Friday, December 4, 2009

Swords and Beer or How to be King of England


I played college soccer and at the end of every season we would celebrate the months of hard work and physical discipline by having a progressive. You are probably familiar with this type of party.
This is where all the men's soccer players get together and go from one player’s room to the next, drinking a different drink in each room -- staying just long enough to sing “Tubthumping” by Chumbawumba -- until finally meeting up with the women’s soccer team at a raging party where red plastic cups of Grainbelt Premium spill onto the warped hardwood floors of some notorious student house a few blocks from campus and the camaraderie of the season crescendos in dancing and vomit.
Unfortunately, when I was in college I didn’t drink.
Not a single goddamn drop.
So, when I went to meet the team in the first room and said I didn’t want a drink, the German captain of our team inquired: “Where are you? In college or in church?”
Everyone laughed and sang together: “I GET KNOCKED DOWN, BUT I GET UP AGAIN, YOU’RE NEVER GONNA KEEP ME DOWN!”
It was all good-natured, but somehow in my naive, self-conscious mind my sobriety was an insurmountable barrier to true fellowship with my teammates.
This, combined with my inability to use a sword, is how I knew I would never make a decent King of England.
According to Henry IV: Part One the most important characteristics for a King of England to possess are the ability to drink beer with the common folk and use a sword.
In the second half of the play Prince Harry returns to help his father fight off the rebelling Percy family, and he apologizes for his wantonness and prodigal absence:

So please your majesty, I would I could
Quit all offences with as clear excuse
As well as I am doubtless I can purge
Myself of many I am charged withal. (3:2)

And later:

I shall hereafter, my thrice-gracious lord,
Be more myself. (3:2)

But the King doesn’t fully accept his apology until they’re on the battlefield and the King is losing his fight to Douglas the Scot. Prince Harry comes in to rescue him and drive Douglas away with a strong showing of swordsmanship.
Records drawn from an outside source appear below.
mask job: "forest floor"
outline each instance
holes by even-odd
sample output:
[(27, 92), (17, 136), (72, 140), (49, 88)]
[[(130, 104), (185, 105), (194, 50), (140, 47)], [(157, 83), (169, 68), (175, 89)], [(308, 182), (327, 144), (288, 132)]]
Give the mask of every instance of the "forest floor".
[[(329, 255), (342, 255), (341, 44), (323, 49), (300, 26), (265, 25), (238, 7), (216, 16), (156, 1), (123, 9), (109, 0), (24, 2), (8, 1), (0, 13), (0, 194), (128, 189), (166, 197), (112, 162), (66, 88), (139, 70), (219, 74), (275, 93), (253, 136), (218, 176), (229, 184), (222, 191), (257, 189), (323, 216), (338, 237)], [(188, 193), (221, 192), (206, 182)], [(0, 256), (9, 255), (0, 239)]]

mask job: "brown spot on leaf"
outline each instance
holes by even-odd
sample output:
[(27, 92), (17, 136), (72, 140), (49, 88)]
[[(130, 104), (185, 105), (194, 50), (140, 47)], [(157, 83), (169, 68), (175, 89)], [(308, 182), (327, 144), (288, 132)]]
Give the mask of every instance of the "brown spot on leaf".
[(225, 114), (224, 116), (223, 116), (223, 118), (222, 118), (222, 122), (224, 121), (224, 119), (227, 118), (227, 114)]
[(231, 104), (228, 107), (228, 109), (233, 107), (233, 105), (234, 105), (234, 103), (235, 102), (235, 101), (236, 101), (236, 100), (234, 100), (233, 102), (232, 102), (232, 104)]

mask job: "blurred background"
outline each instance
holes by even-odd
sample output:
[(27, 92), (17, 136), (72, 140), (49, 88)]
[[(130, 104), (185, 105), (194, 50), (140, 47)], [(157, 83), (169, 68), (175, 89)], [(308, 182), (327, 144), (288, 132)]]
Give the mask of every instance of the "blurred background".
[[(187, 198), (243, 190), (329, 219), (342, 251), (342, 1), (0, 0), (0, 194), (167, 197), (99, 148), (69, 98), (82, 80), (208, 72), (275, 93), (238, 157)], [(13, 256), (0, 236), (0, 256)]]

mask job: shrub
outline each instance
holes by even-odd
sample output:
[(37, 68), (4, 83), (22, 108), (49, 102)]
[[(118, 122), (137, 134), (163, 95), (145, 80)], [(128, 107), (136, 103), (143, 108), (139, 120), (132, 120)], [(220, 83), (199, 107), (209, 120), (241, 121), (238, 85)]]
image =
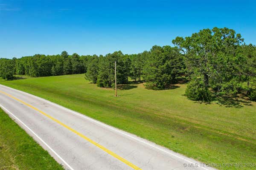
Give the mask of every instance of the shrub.
[(188, 84), (186, 89), (186, 95), (192, 100), (211, 101), (211, 92), (206, 87), (201, 78), (192, 80)]
[(250, 100), (256, 102), (256, 89), (252, 89), (250, 91), (248, 96)]

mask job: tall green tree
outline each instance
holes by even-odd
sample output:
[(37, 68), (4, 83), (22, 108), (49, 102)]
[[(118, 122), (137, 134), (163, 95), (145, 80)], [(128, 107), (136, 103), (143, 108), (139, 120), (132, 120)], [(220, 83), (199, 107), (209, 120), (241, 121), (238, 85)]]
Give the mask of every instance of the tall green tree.
[(100, 57), (97, 84), (99, 87), (110, 88), (114, 86), (115, 61), (116, 62), (116, 82), (118, 84), (128, 82), (130, 74), (131, 60), (121, 51), (109, 54), (104, 57)]
[(15, 61), (14, 60), (0, 59), (0, 76), (4, 79), (13, 79), (15, 74)]
[(96, 55), (90, 57), (88, 60), (87, 72), (85, 73), (85, 79), (91, 81), (93, 83), (97, 82), (98, 76), (99, 59)]
[(185, 55), (187, 69), (199, 76), (207, 88), (218, 93), (234, 94), (241, 85), (237, 65), (244, 58), (238, 49), (244, 40), (227, 28), (204, 29), (191, 37), (177, 37), (173, 43)]
[(183, 56), (177, 48), (153, 46), (143, 68), (146, 87), (154, 90), (168, 88), (175, 82), (184, 67)]

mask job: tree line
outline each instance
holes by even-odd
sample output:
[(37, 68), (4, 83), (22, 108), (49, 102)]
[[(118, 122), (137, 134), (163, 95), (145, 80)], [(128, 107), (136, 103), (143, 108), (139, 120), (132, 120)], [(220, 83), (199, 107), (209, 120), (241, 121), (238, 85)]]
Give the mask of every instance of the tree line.
[(181, 79), (189, 80), (189, 99), (210, 102), (218, 95), (243, 94), (256, 100), (256, 47), (246, 45), (234, 30), (204, 29), (186, 37), (177, 37), (174, 47), (154, 45), (149, 51), (124, 54), (115, 51), (103, 56), (36, 54), (0, 60), (0, 76), (41, 76), (85, 73), (98, 86), (114, 86), (114, 62), (118, 84), (143, 81), (147, 88), (168, 88)]

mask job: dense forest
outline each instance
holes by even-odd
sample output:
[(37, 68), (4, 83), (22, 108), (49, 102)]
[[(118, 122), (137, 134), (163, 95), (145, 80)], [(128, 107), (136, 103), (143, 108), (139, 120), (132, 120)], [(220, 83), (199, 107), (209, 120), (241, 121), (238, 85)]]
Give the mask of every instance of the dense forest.
[(86, 79), (101, 87), (114, 86), (114, 62), (118, 84), (128, 77), (143, 81), (147, 88), (168, 88), (188, 81), (186, 95), (207, 102), (218, 95), (244, 95), (256, 101), (256, 46), (246, 45), (241, 35), (227, 28), (204, 29), (190, 37), (177, 37), (174, 47), (154, 45), (150, 51), (105, 56), (35, 54), (19, 59), (0, 59), (0, 76), (31, 76), (85, 73)]

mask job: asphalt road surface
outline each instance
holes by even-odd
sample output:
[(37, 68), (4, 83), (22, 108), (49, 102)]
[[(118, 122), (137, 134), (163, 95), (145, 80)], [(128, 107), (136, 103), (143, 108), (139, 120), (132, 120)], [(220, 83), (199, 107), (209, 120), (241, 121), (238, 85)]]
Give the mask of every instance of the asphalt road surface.
[(66, 169), (212, 169), (135, 135), (2, 85), (0, 105)]

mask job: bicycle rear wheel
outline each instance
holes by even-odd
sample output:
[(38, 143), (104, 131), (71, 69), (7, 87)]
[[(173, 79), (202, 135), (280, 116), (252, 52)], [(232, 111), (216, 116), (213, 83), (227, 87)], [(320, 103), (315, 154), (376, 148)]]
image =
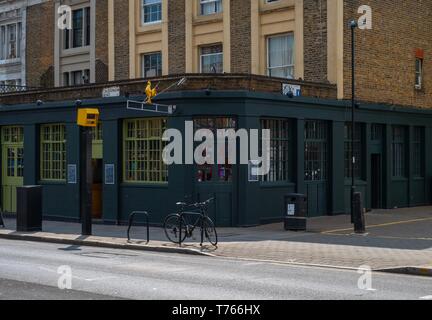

And the King says:

Thou hast redeemed thy lost opinion
And showed thou mak’st some tender of my life
In this fair rescue thou hast brought to me. (5:4)

Despite his truant years, the King reinstates an honorable opinion of his son because of his ability to wield a sword.
And we already know that the Prince is an affluent consumer of grog.

To conclude, I am so good a proficient in one quarter of an hour that I can drink with any tinker in his own language during my life. (2:4)

Convincing? Obviously. But wait, wait, there's more!
This isn’t the only story where we see these are the essential qualities of an English Monarch. There’s another King whose only success came with the drinking of beer and the wielding of weapons.
Of course, I’m speaking of King Ralph.
Ralph is a Vegas lounge singer, who becomes king when the entire royal family is electrocuted during a family photo shoot. He is an American alky with an affinity for strip clubs, so you would think he’d make a lousy King and you’d be wrong.
His blue-collar ways put off some stick-up-their-ass European nobility, but it isn’t long before King Ralph meets up with King Mulambon of Zambezi. They drink beer and throw darts, and afterward, King Mulambon shows Ralph the way they throw darts in his country: chucking spears at targets.
Spear-chucking is not quite swordsmanship, but for the purposes of this absurdly academic essay, it’s close enough. Eventually, Ralph steps down and lets Peter O’Toole take over as King, but not before he uses his bonding session with King Mulambon to create thousands of British jobs! Huzzah!
With such overwhelming evidence from two masterworks of English royal history, it’s no wonder that I wandered away from my soccer-playing comrades the night of the progressive. They marched into the brisk, autumnal night chanting one of Macalester’s many fine soccer cheers. While I trudged dormward, my hands in my pockets, all hope of kinship with the Windsors severed, bound for the white cinderblock room where my friends Bill and Mark and Brett were no doubt watching Twin Peaks and talking about Star Wars, instead of to the sexy, youthful enterprises of the other soccer players whose inebriation and swordsmanship gave them leave to dream a little longer of Buckingham.